Au XIXème siècle, la réformiste sociale et proto-féministe Josephine Butler a essayé d’abolir la prostitution des enfants (c’est-à-dire l’industrialisation du viol des enfants) et de faire abroger le Contagious Disease Act qui permettait d’arrêter toutes les femmes supposées être des prostituées et de les soumettre de force à un examen médical. Elle a été la cible d’une vive opposition de la part de l’équivalent du lobby de l’industrie du sexe de son époque, essentiellement un groupe de prostituées qui croyaient à tort que cette loi légitimait leur industrie. Toutes les autres prostituées et les femmes non engagées dans cette activité ont été utilisées comme caution dans le but de légitimer ce commerce et d’occulter ses dommages. Heureusement, c’est Josephine et non le groupe de prostituées fourvoyées qui ont gagné, et la prostitution des enfants est devenue illégale.

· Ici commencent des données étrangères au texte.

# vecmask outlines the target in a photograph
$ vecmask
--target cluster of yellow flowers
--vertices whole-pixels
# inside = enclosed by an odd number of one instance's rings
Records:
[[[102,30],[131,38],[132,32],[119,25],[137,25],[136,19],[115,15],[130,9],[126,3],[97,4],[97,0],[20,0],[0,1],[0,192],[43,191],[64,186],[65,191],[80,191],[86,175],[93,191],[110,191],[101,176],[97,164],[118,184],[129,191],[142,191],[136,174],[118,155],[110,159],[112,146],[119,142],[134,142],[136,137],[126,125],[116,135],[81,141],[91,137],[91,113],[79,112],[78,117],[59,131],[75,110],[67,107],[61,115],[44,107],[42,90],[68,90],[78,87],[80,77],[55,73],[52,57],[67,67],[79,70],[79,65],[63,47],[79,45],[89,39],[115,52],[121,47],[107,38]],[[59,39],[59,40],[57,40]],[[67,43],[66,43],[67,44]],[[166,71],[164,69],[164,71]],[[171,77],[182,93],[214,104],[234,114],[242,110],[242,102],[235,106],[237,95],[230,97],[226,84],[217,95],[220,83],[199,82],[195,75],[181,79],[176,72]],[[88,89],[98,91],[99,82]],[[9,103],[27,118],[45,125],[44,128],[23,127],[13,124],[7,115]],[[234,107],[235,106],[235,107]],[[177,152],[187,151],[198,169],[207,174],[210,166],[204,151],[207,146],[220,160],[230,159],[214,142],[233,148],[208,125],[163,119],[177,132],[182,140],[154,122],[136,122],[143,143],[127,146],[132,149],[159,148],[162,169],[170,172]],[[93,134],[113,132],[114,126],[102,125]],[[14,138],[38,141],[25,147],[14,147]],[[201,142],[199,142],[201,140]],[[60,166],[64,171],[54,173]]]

Quand j’étais dans l’industrie du sexe, la position pro-prostitution que j’ai prise n’était pas basée sur la réflexion ou l’examen, mais sur le besoin de légitimer ce que je voyais comme ma décision, et même ce que je percevais comme mon identité. Quand on parle à des prostituées en exercice qui rejettent le modèle nordique, on se heurte aux mêmes anxiétés et aux mêmes peurs, aux mêmes attitudes défensives intériorisées. J’entends même des femmes qui disent que c’est leur sexualité, leur orientation sexuelle, d’être totalement non-  discriminantes sexuellement, d’aimer être un instrument pour l’usage des autres, d’être à peine capable de dire non. Elles disent « je suis une adulte », comme si ce fait faisait disparaître votre responsabilité envers les autres. L’homme qui franchit la rambarde du Bristol Bridge et qui s’apprête à sauter est aussi un adulte– mais on se précipite quand même pour l’en empêcher.

Autrefois, c’était normal en Grande-Bretagne qu’un officier de police qui était appelé à intervenir dans une situation de violences conjugales ne puisse pas effectuer une arrestation si la victime—habituellement une femme—décidait de ne pas porter plainte. Mais maintenant, nous comprenons mieux les violences conjugales, nous comprenons la tendance qu’ont les victimes à nier ou minimiser les abus qu’elles subissent, par souci de leur survie, parce que partir leur fait peur, ou parce qu’elles persistent à aimer inconsidérément leur agresseur. Et c’est pour cela, et parce que de très nombreuses femmes prises dans ces situations sont assassinées, que la loi a été changée et que la police peut agir maintenant à la place des victimes.